La ricerca è della dottoressa Francesca Ponziani del gruppo condotto dal professor Antonio Gasbarrini, direttore dell’Area Gastroenterologia e Oncologia Medica della Fondazione Policlinico Gemelli e Ordinario di Gastroenterologia dell’Università Cattolica in collaborazione con il professor Vincenzo Mazzaferro dell’Istituto Nazionale dei Tumori di Milano.
L’alta prevalenza del fegato grasso nella popolazione generale (20-30% delle persone ha fegato grasso) e la stretta associazione con il diabete e con l’obesità (il 70% degli obesi, oltre l’80% dei diabetici hanno il fegato grasso) fanno sì che la steatosi epatica rappresenti attualmente la prima causa di malattia cronica del fegato.

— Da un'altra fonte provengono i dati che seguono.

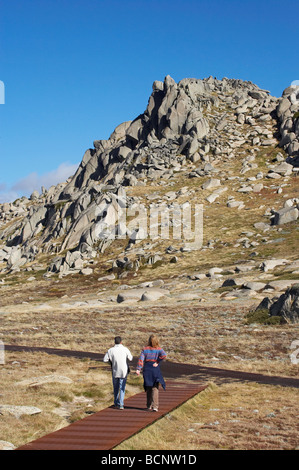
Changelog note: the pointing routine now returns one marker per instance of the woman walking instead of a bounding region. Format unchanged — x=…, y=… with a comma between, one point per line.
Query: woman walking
x=149, y=360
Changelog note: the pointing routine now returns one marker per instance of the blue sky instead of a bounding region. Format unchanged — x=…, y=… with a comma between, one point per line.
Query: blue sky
x=75, y=69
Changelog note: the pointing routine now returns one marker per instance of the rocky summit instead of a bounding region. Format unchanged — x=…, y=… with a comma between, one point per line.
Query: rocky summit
x=225, y=144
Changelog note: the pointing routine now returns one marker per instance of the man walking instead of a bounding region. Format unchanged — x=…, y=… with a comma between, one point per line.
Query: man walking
x=118, y=356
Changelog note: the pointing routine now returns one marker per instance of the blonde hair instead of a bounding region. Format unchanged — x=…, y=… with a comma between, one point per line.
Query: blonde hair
x=153, y=341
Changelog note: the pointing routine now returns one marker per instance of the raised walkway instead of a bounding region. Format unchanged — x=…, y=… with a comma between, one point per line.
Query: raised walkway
x=107, y=428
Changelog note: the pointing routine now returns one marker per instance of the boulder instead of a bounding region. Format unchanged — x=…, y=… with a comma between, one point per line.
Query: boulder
x=285, y=215
x=270, y=264
x=287, y=306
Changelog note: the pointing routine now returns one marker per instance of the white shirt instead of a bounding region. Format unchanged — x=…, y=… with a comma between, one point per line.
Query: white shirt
x=118, y=355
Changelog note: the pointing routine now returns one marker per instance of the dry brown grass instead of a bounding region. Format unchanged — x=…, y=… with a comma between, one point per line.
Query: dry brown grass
x=230, y=417
x=61, y=404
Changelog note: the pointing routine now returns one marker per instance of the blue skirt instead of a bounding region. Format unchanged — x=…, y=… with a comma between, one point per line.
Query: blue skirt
x=152, y=375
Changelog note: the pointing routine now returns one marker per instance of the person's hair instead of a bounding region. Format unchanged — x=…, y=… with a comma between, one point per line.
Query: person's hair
x=153, y=341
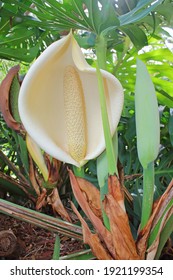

Inoltre, la possibile evoluzione verso la cirrosi e il tumore del fegato impongono una stretta osservazione del paziente con fegato grasso. È di fondamentale importanza individuare caratteristiche del paziente che aiutino a capire se ha una malattia potenzialmente progressiva, quindi dei marcatori di rischio che consentano di fare previsioni senza ricorrere a esami invasivi come la biopsia.
Nello studio della dottoressa Ponziani è emerso che i pazienti con tumore epatico presentano livelli eccessivi di calprotectina fecale, che è una proteina rilasciata da cellule del sistema immunitario nelle condizioni di infiammazione. Anche i livelli plasmatici di mediatori dell’infiammazione erano maggiori nei pazienti con tumore, che presentavano inoltre un elevato quantitativo di cellule “immunosoppressorie” e “attivate” nel sangue. Inoltre il microbiota dei pazienti con cirrosi era caratterizzato da una maggiore abbondanza di Enterobacteriaceae e Streptococco e una carenza di Akkermansia, quest’ultima parte del pool di batteri benefici per l’organismo.